Paul Krugman, as usual, is leading the left media through the looking-glass--and this time the distortions are not only bizarre but deeply disturbing. Krugman argued several days ago that many of the Obamacare "horror stories" are, in fact, "hooey." That seems to be the basis for Majority Leader Harry Reid's claim that they are "all" untrue, and for Greg Sargent's attempt to turn questions about one story into a problem with "stories."
The left does this every time. (Remember how they hit Joe the Plumber because his middle name is Joe?) But it won't work this time, not only because most of the "horror stories" out there are real, but also because there are millions of Americans who are being hurt by Obamacare, even if their stories are not quite so dramatic. They are getting dropped from their insurance, losing access to their doctors, and/or paying higher premiums.

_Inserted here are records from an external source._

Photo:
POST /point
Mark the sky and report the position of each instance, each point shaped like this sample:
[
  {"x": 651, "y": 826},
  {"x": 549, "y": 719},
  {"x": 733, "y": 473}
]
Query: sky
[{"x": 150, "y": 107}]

The latest ad from Americans for Prosperity (funded by the evil Koch Brothers, who despite Democrats' quaint obsession are only the 59th-biggest political donors in America) dramatizes that general reality. It shows one person after another going to their mailbox to receive notices that their policies have changed or have been canceled. It is a devastating ad, one with the same arresting force as 2012's "dinner table" spot, also from AFP.
But wait! Those people are ACTORS! says Krugman: "But the people in the ads are, in fact, paid actors, and the scenes they play aren’t re-enactments of real events--they’re 'emblematic,' says a spokesman for the group." I suppose it would be better if AFP had, like the Obama campaign in 2012, used a real person like Joe Soptic to tell a blatant lie about Mitt Romney--namely, that he was to blame for the death of Soptic's wife from cancer.
Sen. Mary Landrieu of Louisiana, one of the most vulnerable Democrats in 2014, is trying to raise money off the ad. A recent campaign email reads:
It's no secret that the billionaire brothers, Charles and David Koch, have already spent millions of dollars in Louisiana alone to distort Senator Landrieu's proven and effective leadership for Louisiana in order to elect a senator who will answer to them.
But this new attack ad is a new low, even for them.
The ad from one of their front groups pretends to show everyday Louisianians opening their mailboxes to find bad news -- but the people in the ad are not actually Louisianians; they're paid out-of-state pretenders.
Yet thousands of people in Louisiana are going through exactly what the actors are portraying. That's the real "new low," and the real lies are the ones Landrieu told Americans about Obamacare.